1月3日(金) WOWOWで「私は、マリア・カラス」を観る。天才マリア・カラス自らが半生を語るドキュメンタリー。その中で、「ノルマ:ベッリーニ作曲」(1955 ミラノ)を最高傑作として挙げている。他にも「ルチア」(1955ベルリン)「トスカ」「椿姫」(1955ミラノ)。もちろん「カルメン」もあり、最後は「スキッキの私のお父さん」である。どうやらマリア・カラスはベルカントオペラの復活に一躍買ったさらしく、その音域の広さがあまりにもアクロバティックであるがゆえに、それまで上演されることは稀であったという。その代償としてマリア・カラスは喉を酷使し、最盛期は10年もなかったという。それを前後として後世では、私生活やスキャンダルに苦しむ人生であった。9年間公然と共にしたパートナー、オナシスは突然亡ケネディの妻になったというのも驚きである。

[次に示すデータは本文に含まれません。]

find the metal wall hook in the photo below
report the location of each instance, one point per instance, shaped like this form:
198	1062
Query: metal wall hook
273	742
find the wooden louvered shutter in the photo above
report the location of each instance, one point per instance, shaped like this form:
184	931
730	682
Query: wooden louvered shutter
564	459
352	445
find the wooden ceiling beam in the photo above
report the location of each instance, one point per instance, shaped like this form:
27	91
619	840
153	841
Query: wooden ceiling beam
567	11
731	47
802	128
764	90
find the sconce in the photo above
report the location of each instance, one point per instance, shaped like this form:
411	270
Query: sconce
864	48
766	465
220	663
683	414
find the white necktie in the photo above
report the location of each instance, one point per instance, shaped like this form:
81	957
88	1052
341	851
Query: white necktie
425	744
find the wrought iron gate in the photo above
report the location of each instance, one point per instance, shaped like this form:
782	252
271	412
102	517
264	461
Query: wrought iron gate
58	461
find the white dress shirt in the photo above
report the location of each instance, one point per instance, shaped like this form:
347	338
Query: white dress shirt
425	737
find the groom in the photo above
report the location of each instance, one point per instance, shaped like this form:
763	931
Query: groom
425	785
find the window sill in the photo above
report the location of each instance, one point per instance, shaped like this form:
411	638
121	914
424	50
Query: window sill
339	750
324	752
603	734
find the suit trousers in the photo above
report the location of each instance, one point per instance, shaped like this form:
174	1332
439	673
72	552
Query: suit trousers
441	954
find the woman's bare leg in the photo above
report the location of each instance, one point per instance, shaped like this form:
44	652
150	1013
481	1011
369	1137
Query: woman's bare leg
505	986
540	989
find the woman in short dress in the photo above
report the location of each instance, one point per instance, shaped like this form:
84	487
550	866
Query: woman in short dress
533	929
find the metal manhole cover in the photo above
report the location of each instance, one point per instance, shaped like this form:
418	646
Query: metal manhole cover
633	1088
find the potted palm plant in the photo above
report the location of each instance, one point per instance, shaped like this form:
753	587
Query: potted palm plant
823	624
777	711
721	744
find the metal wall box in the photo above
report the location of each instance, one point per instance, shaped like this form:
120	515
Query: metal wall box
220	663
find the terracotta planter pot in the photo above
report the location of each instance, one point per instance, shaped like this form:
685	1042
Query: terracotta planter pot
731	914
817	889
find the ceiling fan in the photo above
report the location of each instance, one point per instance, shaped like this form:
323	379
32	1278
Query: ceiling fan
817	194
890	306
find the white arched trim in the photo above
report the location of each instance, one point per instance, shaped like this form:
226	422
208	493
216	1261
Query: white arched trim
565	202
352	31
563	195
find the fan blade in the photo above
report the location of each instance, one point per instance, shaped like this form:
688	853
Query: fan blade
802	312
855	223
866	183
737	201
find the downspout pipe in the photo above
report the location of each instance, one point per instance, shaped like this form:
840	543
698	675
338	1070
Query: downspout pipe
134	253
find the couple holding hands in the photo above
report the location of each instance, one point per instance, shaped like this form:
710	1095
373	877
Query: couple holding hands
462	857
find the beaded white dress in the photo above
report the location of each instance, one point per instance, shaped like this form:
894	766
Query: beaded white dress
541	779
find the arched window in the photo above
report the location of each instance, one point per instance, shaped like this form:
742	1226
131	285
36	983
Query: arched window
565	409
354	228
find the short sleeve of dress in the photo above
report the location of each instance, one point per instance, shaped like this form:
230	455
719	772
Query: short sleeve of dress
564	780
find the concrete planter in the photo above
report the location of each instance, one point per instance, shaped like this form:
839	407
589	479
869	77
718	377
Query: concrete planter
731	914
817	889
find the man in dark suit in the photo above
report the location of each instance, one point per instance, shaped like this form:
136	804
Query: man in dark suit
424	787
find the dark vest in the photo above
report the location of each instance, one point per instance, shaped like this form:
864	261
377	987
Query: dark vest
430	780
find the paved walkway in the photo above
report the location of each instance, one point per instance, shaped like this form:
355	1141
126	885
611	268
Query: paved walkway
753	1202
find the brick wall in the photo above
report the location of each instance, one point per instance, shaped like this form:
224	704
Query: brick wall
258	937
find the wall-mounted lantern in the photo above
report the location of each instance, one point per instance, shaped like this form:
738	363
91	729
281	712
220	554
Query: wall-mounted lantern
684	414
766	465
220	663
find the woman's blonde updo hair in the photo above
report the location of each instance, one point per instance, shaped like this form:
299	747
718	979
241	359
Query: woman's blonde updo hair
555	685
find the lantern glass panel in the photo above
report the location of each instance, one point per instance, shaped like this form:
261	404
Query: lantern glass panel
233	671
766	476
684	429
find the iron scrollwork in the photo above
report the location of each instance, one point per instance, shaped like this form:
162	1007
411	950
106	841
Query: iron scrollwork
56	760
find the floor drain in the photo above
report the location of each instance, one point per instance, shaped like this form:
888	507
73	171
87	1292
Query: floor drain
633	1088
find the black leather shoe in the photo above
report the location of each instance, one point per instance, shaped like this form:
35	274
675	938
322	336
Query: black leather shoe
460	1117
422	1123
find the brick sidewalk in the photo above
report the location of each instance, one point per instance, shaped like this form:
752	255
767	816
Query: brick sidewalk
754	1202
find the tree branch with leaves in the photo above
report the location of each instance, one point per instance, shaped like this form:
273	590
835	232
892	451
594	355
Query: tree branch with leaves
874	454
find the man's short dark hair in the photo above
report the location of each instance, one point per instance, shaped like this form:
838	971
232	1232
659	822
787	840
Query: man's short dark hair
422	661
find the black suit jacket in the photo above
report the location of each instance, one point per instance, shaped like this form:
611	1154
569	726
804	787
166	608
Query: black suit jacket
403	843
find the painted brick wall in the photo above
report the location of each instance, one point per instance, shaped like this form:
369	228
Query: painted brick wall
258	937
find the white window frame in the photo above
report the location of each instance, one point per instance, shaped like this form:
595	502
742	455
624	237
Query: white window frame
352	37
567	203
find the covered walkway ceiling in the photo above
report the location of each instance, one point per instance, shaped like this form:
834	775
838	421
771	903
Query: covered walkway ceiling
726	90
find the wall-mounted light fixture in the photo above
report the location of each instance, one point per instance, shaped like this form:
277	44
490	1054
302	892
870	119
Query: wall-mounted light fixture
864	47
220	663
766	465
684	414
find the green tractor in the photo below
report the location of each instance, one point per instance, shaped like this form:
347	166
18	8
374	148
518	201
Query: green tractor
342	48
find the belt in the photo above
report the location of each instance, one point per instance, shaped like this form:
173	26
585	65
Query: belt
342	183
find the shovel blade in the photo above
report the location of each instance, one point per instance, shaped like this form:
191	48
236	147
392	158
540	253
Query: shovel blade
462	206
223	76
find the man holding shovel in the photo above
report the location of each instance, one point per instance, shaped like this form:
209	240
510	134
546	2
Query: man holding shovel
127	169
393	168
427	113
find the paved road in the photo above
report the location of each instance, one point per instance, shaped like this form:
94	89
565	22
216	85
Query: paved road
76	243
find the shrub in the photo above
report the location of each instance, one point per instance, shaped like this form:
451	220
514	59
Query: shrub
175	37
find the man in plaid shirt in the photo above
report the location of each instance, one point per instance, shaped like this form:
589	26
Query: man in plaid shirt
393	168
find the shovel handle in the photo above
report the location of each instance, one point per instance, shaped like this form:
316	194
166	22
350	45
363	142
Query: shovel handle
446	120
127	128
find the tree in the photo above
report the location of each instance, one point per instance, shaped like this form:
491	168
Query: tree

1月2日(木) 「パタン・セオリー」ヘルムート・ライトナー著を続ける。4章は、パタン・セオリーの応用編である。建築分野以外におけるパタン・セオリーの活用。その中でも、ソフトウェア開発が興味深い。ソフトウェア開発には専門的な多くの人の協力と時間が必要とされていた。そこで「オブジェクト指向プログラミング」という方法が出現したという。これは、データ構造とデータ処理する命令をオブジェクト化し、それをモジュールで区切る方法であった。そこに「パタン・ランゲージ」的方法が導入されたという。XPとかアジャイル(素早い)という開発方法である。アジャイルとは、はじめ全ての要求をクラインとから収集し、優先順位をつける。その中の最優先事項から開発を重点的に行う。つまりものを言うクライアントをプロジェクトまで巻き込み、柔軟に漸進的に決定を重ねていく方法である。これにより、コストパフォーマンスに則した透明化されたシステムができるようになったという。その後XPはWikiに、そしてぼくらに馴染みのWikipediaが生まれた。百科事典がわずか数年で完成した。教育の現場でも試みられているという。生徒との接し方など、「パタン・ランゲージ」のようにいくつもパタンをつくり、時と場所、相手によって柔軟に対応していく試みがあるという。井庭崇さんの活動を思い出す。
1月1日(水) 「七人の侍」黒澤明監督1954年を観る。1952年の丹下健三の広島平和記念館の2年後の作品。騎馬侍との豪雨中の肉弾戦は鬼気迫るものがある。暴れ馬に槍を持って群がる農民たちの異様さは、さぞかし西洋人には無気味であったろうと思う。後に三船敏郎の立廻り演技が黒澤映画には欠かせない迫真をもたらすものなっていくのだが、そんなものではなかった。画像が粗くアップがないとはいえ、例えば晩年の「乱」やスピルバーグ「プライベート・ライヤン」の冒頭シーンにも劣らない。シーンの間に日本の伝統芸術がもつ神妙さを挟み全体に不思議なリズムをつくっている。